In looking at FGPA specifications on the XILINX site, I see gate counts and CLB counts. The specs suggest that a CLB can hold two registered bits. I figure two things:

I need a device with at least nRegisterBits/2 CLBs.
nRegisterBits/2 is probably grossly optimistic.

So my questions are:

How do you get a coarse feel for the size of FPGA you need for a design such as this?
Do CLBs map 1:1 with registered bits, or per spec 2:1.

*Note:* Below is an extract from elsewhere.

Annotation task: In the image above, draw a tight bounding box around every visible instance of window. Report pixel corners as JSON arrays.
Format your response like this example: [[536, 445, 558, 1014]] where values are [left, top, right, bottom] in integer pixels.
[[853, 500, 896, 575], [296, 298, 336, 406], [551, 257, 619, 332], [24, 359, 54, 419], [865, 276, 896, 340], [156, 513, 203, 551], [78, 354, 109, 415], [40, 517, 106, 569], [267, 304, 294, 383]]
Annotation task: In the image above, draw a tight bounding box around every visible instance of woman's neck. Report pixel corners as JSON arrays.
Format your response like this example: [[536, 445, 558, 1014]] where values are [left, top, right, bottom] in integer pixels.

I was hoping to be able to keep to a sub $50 FGPA, but it's not looking promising. I'd appreciate any advice or pointers from real engineers on how to go about selecting the right device.

Thanks, Paul.

- R
- Ricardo
  
  Contact options for registered users
Vote on answer
posted
19 years ago

Tue, May 18, 2004 7:17 PM

Hi!

Each logic element holds basicaly a DFF and a 4 input LUT, meaning that you can make any logic that uses a single FF and some logic with max 4 inputs. They do have also a carry chain, meaning that a simple counter will use one logic element per bit. Each Xilinx CLB has two o these. Each ALTERA LE is one of these. Gate count is useless. For your registers, don´t forget the embedded ram blocks. Both ALTERA Cyclone and XILINX SpartaIIe should achieve what you want at arround $20 a single FPGA chip (Digikey price for XILINX, Arrow price for ALTERA). The best option to have it selected is, usually, take ALTERA QUARTUS or XILINX WEBPACK, make a first version and see where it fits. Double it to have plenty of room for ajustments corrections and improvements. If it were a product, choose the smallest not so tight device for production.

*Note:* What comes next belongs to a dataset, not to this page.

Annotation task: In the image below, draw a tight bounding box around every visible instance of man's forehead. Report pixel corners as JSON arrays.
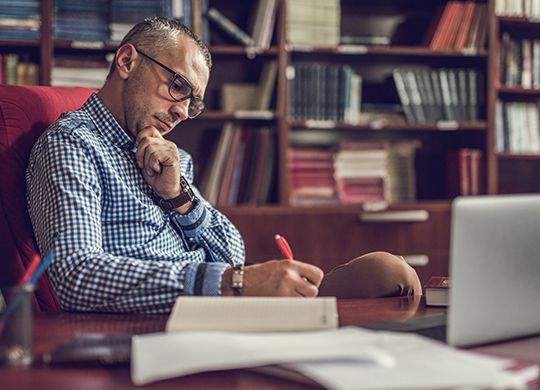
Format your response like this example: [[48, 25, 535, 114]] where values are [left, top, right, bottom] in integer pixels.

Hope to have helped... Ricardo

- E
- E.S.
  
  Contact options for registered users
Vote on answer
posted
19 years ago

Tue, May 18, 2004 9:27 PM

That would be just few PALs ;-)

Have a look at

formatting link

Jan Gray put a 16bit RISC,DMA,MemoryControl & Video in a chip which is so small, it isn't even supported by xilix tools anymore ;-)

Just as an idea how to do things ...

If you're new to this FPGA business, forget about it at the beginning.

You look fine, as long as you talk about $50 for the FPGA alone.

Just start with your design, and look the place & route statistics. Then you really get a feeling what resources you use on what function, and probably you even notice, that you implement it in a not so efficient way for an FPGA.

And as soon you have some solid design, you still can run the place & route on different families & chips, then you really see what the difference is.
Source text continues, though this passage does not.